Zira seçmeni etkileyecek entelektüel kitlenin önemli kısmı “Alevî ama görsen Alevî demezsin” diyecek kadar entelektüel. Yani ancak o kadar entelektüel!
(Yanlış anlaşılmasın. Biz Kılıçdaroğlu’nun CHP’nin başında kalmasının ve partideki değişimi sürdürmesinin orta ve uzun vadede Türkiye siyasetinin hayrına bir iş olacağı kanaatindeyiz. Ama bazen “sırf Alevî-Sünnî ayrımının siyasetteki etkisinin bitirilebilmesi için bir Alevî’nin cumhurbaşkanı olmasının zamanı geldi mi acaba” diye de düşünüyoruz. Aynen siyahî Demokrat Barack Obama’nın ABD başkanı seçilebilmesi gibi.
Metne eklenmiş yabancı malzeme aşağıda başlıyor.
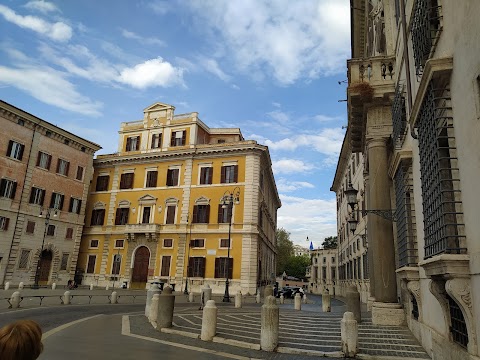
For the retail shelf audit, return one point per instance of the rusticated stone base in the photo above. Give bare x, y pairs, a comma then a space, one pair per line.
387, 314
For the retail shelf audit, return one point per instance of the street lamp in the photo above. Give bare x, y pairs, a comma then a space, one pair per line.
227, 201
47, 213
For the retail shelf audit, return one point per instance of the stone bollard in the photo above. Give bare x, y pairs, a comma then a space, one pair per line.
66, 298
326, 302
349, 333
353, 302
209, 321
238, 299
270, 324
150, 292
152, 317
166, 304
15, 300
298, 302
114, 298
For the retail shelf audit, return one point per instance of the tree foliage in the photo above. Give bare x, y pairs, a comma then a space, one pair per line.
330, 242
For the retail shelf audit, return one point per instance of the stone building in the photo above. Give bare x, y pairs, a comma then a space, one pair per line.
413, 111
45, 173
158, 209
323, 272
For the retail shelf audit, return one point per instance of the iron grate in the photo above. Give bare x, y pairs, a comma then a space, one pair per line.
442, 206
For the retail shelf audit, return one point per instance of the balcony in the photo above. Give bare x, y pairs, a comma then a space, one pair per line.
370, 81
150, 231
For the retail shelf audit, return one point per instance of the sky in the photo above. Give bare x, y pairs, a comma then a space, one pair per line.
273, 68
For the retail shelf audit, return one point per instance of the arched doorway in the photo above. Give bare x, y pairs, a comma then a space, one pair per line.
44, 267
140, 268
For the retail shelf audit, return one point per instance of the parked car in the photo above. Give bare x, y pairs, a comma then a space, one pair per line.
289, 292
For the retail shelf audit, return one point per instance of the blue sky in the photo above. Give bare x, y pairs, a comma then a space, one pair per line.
269, 67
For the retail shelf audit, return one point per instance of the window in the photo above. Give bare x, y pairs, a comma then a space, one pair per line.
197, 243
117, 261
196, 267
172, 177
178, 138
51, 230
75, 205
223, 267
44, 160
229, 174
165, 271
24, 256
126, 181
36, 196
156, 141
201, 214
15, 150
91, 264
170, 219
223, 214
102, 183
30, 227
80, 170
8, 188
224, 243
206, 174
151, 179
63, 167
64, 263
4, 223
133, 143
98, 216
121, 216
56, 201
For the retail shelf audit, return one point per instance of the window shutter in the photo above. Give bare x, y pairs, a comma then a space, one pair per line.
9, 149
235, 173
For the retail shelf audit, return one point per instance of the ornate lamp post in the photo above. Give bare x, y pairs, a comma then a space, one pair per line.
47, 213
228, 199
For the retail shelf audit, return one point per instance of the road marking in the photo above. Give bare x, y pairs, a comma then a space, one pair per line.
126, 332
64, 326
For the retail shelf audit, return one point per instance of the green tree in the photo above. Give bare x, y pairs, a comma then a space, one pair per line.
284, 249
297, 266
330, 242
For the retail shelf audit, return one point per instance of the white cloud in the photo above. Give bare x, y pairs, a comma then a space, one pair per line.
302, 217
289, 40
143, 40
58, 31
42, 6
291, 166
152, 73
284, 185
50, 87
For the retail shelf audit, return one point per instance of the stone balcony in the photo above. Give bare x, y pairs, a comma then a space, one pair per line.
370, 81
150, 231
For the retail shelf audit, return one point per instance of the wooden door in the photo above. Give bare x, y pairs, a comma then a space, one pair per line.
45, 264
140, 267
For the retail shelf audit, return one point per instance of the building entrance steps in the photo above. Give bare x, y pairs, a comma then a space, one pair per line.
309, 331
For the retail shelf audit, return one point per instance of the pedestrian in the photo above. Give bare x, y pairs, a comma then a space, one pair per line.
21, 340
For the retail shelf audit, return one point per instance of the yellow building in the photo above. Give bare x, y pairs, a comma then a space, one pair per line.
158, 210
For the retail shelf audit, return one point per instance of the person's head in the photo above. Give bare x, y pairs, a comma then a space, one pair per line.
21, 340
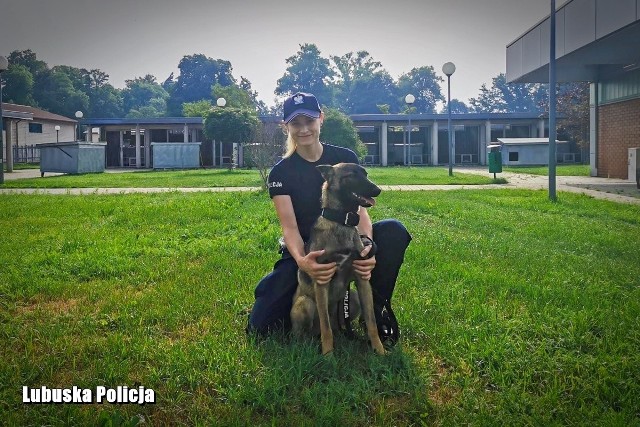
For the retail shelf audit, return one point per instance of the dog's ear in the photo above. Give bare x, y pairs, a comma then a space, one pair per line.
326, 171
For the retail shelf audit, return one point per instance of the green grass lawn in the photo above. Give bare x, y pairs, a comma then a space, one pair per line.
514, 311
561, 170
235, 178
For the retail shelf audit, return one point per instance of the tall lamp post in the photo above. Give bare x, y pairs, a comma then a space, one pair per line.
220, 102
79, 116
4, 64
409, 99
449, 68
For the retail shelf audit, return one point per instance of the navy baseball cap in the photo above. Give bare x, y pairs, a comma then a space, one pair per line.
301, 103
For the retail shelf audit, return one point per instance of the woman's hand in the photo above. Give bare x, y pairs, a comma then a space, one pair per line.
319, 273
364, 267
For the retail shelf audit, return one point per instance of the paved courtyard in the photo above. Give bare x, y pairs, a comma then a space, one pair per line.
601, 188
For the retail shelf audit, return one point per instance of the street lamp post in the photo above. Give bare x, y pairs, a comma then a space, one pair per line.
4, 64
409, 99
79, 116
220, 102
449, 68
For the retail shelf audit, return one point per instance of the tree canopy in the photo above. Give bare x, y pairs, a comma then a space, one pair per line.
353, 83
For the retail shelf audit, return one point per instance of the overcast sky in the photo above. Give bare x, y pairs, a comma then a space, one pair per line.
131, 38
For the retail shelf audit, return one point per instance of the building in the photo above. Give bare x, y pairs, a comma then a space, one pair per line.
129, 141
26, 126
531, 151
597, 41
388, 142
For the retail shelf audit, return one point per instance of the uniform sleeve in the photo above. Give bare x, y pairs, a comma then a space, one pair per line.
349, 156
277, 182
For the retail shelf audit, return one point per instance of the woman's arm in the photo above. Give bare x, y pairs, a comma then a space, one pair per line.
321, 273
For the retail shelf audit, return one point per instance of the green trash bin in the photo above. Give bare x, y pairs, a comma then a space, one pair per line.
495, 162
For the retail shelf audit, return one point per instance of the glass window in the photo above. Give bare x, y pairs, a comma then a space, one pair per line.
35, 127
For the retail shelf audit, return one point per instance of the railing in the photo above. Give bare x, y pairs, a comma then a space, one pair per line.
26, 154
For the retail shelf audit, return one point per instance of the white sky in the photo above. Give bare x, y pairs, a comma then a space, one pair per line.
131, 38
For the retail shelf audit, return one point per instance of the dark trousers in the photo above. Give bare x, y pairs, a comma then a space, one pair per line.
274, 293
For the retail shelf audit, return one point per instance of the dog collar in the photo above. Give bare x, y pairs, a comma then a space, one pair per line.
350, 219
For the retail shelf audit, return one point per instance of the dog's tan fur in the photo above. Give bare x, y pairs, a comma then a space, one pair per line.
313, 304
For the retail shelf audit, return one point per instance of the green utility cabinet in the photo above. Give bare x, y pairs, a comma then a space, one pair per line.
495, 162
72, 157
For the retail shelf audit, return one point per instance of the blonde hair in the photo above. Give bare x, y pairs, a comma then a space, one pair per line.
290, 146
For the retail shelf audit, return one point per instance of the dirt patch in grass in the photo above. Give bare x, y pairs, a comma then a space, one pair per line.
55, 307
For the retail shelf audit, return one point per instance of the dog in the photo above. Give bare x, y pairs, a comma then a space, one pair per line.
345, 189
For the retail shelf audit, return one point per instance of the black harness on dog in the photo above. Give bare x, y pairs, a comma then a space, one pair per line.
350, 219
347, 218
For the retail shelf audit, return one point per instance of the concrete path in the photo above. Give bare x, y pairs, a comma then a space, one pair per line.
617, 190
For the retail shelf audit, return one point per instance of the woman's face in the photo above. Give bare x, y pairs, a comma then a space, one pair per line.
304, 130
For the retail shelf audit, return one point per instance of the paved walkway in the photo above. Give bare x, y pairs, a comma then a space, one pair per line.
601, 188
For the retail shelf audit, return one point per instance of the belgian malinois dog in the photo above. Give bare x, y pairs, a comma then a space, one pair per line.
346, 188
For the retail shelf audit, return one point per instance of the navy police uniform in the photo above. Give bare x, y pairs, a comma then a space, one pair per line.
299, 179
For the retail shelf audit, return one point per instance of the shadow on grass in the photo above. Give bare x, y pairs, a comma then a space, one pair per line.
353, 386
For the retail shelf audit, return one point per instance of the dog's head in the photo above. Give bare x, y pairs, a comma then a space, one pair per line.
348, 184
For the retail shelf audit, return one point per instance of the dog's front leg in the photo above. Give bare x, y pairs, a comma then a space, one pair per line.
322, 303
366, 301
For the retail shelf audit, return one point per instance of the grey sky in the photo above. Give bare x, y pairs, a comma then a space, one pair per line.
131, 38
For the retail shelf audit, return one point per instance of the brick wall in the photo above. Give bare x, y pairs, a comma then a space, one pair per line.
618, 130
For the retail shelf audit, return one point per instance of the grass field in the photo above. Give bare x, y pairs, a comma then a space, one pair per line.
236, 178
514, 311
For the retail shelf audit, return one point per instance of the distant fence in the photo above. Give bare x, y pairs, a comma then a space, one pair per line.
26, 154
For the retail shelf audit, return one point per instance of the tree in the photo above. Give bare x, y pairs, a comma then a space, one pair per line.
230, 124
234, 95
196, 109
156, 107
367, 93
351, 68
198, 74
28, 59
260, 106
424, 84
140, 91
338, 129
509, 98
307, 71
105, 101
54, 92
457, 106
19, 85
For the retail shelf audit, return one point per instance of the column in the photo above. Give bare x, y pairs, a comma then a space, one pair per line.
383, 144
147, 148
487, 137
541, 128
593, 129
434, 143
138, 162
8, 141
121, 148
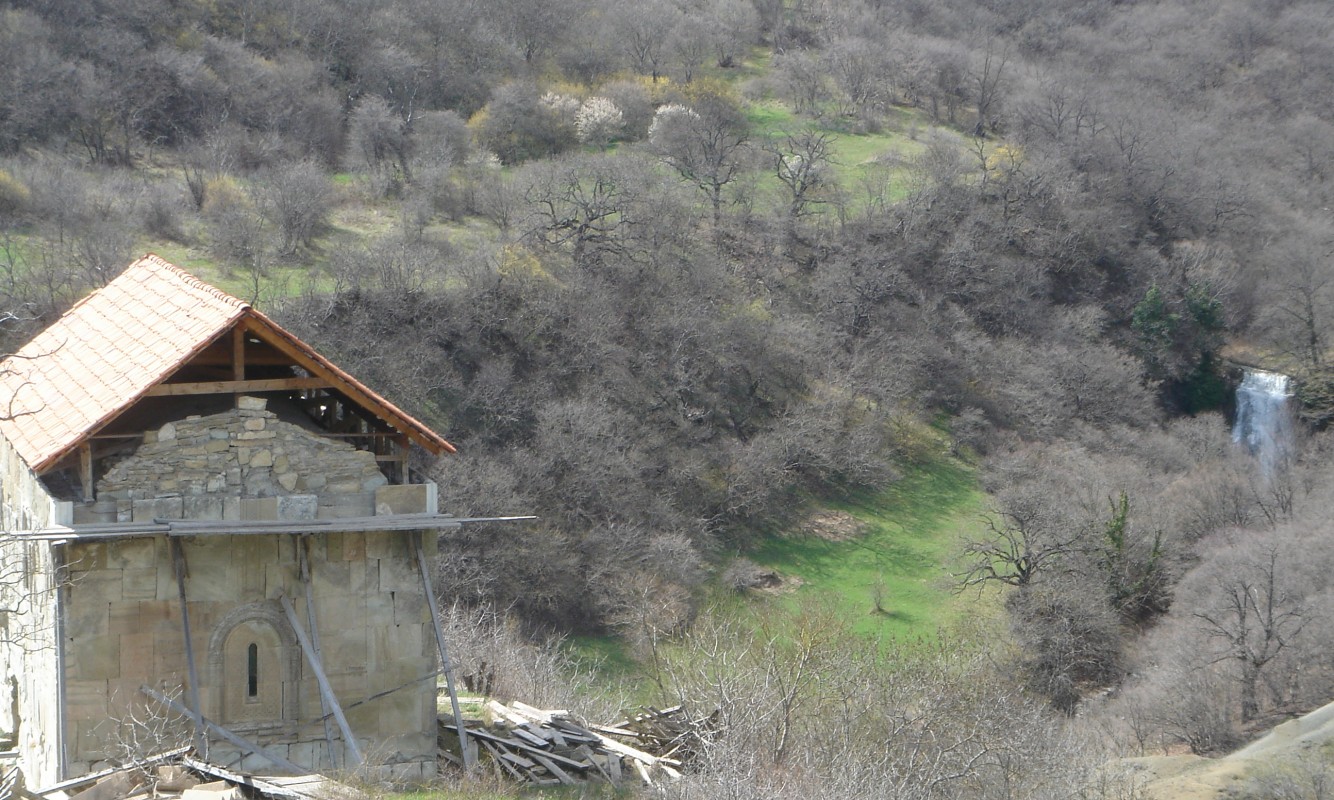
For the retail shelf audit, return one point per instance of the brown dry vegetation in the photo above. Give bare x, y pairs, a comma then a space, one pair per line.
671, 332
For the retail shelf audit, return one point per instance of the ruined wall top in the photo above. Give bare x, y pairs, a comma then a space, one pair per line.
188, 468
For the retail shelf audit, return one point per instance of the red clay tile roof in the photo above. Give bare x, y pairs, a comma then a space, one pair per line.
115, 344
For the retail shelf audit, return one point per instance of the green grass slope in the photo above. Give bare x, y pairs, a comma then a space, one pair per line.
893, 579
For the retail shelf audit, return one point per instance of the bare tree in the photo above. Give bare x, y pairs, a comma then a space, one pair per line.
1255, 618
703, 143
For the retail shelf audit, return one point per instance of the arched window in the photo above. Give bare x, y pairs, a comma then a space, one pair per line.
255, 666
252, 672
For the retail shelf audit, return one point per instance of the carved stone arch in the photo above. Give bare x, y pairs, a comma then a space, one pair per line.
255, 662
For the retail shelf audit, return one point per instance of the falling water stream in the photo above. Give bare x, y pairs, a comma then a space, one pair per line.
1263, 418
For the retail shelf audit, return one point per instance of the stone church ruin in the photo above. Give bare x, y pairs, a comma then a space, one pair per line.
198, 506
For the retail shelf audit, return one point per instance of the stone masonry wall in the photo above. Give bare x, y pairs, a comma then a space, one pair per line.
124, 630
123, 624
203, 468
30, 692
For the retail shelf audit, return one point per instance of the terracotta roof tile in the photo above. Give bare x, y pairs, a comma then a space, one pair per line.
106, 352
115, 344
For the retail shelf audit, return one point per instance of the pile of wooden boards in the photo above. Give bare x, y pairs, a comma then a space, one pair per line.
548, 747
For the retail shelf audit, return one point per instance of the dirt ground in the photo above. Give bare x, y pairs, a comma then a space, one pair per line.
1194, 778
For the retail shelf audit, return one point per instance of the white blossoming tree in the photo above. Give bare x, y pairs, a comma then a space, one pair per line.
598, 122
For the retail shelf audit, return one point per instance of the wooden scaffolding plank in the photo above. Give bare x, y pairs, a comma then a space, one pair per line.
250, 747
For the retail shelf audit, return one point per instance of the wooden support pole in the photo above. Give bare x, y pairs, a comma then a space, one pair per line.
86, 475
238, 360
303, 556
470, 758
239, 352
404, 452
247, 746
326, 690
178, 558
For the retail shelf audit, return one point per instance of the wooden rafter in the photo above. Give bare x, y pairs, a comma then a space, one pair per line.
235, 387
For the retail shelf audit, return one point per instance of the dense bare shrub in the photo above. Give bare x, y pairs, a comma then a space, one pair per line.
296, 200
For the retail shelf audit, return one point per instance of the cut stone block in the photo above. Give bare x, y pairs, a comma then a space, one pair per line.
296, 507
219, 790
407, 499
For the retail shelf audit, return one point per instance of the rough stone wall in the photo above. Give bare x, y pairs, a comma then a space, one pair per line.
30, 691
124, 630
188, 468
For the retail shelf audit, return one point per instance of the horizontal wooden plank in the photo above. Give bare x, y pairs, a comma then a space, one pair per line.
231, 387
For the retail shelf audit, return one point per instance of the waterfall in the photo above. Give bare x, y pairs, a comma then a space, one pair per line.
1263, 419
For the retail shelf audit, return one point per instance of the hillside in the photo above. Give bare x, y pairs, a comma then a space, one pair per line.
681, 278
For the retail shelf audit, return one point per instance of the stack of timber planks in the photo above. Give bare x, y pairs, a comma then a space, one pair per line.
546, 747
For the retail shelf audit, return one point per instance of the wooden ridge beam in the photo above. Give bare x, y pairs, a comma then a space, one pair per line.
232, 387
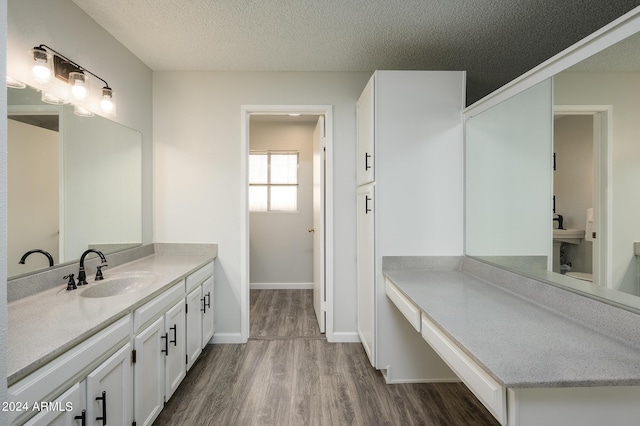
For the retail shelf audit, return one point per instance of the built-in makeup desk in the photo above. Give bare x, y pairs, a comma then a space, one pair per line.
529, 364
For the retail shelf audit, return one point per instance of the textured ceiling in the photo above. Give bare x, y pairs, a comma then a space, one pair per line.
493, 40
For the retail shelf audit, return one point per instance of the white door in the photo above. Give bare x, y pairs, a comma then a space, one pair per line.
207, 316
149, 373
109, 391
195, 308
175, 362
72, 400
319, 296
365, 281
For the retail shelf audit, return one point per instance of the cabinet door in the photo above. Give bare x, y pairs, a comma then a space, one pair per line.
72, 400
366, 270
194, 325
175, 360
365, 134
207, 317
109, 391
149, 372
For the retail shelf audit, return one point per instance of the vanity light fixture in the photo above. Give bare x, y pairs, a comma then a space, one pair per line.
79, 85
42, 64
82, 111
48, 98
48, 62
15, 84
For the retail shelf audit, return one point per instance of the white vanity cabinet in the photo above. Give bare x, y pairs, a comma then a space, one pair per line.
199, 305
74, 379
159, 343
366, 270
409, 137
365, 134
109, 391
69, 409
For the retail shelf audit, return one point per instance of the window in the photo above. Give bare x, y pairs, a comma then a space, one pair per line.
273, 181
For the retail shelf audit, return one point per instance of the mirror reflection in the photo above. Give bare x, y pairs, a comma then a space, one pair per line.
73, 183
552, 175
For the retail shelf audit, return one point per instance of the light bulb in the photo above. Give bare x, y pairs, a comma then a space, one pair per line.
106, 103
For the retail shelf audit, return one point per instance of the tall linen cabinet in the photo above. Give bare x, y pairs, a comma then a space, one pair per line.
410, 192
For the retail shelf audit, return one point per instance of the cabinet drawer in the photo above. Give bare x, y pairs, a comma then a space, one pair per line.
199, 276
408, 309
157, 306
485, 388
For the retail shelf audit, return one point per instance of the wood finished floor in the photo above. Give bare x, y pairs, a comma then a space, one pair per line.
287, 374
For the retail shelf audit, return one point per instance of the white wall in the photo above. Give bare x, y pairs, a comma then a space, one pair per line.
63, 26
615, 89
281, 248
3, 216
197, 182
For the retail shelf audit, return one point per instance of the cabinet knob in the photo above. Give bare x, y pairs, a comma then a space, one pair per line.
103, 398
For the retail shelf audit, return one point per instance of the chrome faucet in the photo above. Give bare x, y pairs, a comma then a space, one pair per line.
82, 276
46, 253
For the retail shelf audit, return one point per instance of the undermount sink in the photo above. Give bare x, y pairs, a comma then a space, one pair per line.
117, 284
571, 236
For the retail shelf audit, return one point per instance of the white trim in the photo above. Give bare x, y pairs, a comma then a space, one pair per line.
607, 36
246, 111
227, 339
603, 162
343, 336
281, 286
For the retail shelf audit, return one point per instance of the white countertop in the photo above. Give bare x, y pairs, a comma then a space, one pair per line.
45, 325
520, 343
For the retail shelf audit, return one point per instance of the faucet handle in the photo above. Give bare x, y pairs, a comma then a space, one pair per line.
99, 272
71, 284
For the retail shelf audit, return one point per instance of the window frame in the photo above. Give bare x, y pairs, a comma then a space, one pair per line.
268, 185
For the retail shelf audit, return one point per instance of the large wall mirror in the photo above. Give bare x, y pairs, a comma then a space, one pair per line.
552, 177
73, 183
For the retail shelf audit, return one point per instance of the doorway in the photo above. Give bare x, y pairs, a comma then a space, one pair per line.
265, 200
582, 143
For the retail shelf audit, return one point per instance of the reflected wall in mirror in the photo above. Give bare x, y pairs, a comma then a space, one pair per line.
591, 124
73, 183
598, 111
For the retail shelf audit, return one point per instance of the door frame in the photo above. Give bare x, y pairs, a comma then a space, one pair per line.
602, 160
246, 112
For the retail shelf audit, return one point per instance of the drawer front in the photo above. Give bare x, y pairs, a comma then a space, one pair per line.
485, 388
408, 309
199, 276
159, 305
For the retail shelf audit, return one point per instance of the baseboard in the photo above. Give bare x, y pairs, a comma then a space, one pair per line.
281, 286
343, 337
227, 339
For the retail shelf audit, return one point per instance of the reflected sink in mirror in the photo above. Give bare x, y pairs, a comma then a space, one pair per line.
571, 236
119, 284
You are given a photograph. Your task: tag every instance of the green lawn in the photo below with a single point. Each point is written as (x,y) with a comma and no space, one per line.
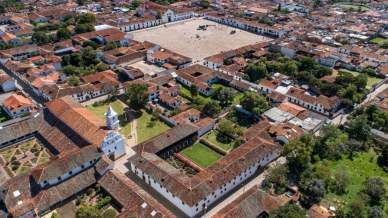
(363,165)
(3,116)
(186,92)
(212,137)
(201,154)
(236,99)
(147,129)
(371,80)
(117,105)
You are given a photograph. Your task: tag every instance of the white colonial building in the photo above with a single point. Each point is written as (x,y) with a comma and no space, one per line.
(114,143)
(192,195)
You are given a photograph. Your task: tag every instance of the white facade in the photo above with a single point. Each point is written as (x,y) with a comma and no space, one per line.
(167,17)
(192,211)
(114,143)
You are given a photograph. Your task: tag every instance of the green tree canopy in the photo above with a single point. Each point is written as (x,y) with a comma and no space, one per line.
(225,95)
(254,103)
(63,34)
(256,71)
(298,155)
(211,108)
(137,95)
(85,211)
(288,211)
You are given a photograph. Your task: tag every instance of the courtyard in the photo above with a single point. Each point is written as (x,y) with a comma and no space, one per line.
(22,157)
(184,38)
(201,154)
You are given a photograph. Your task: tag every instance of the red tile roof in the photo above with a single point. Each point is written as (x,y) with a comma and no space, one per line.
(15,102)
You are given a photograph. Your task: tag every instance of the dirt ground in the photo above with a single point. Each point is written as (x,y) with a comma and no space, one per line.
(184,38)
Ama geçelim, zira konu bizim konumuz değil.)
Soylu’nun açıklamasındaki “Kendisini Alevi olarak tanıtan kaymakam adaylarını almak istiyoruz” cümlesi, önündeki “pozitif ayrımcılık da yapıyoruz” cümlesi ile birlikte düşünüldüğünde doğruyu ve yanlışı birlikte barındıran bir cümle gibi görünüyor.
Kamu hizmetine girme hakkı “pozitif ayrımcılık” gerektiren ya da pozitif ayrımcılığı mümkün kılan bir alan mıdır?
Bizce değildir ve olmamalıdır. Pozitif ayrımcılık gerektiren bütün etnik, dinî ve kültürel sıfatlar kamusal alanın dışında bırakılmalıdır.
Aksi halde ise Sayın Soylu’dan, Kılıçdaroğlu’nun adaylığı hakkında da pozitif ayrımcılık yapmasını(!) istemek hakkımızdır.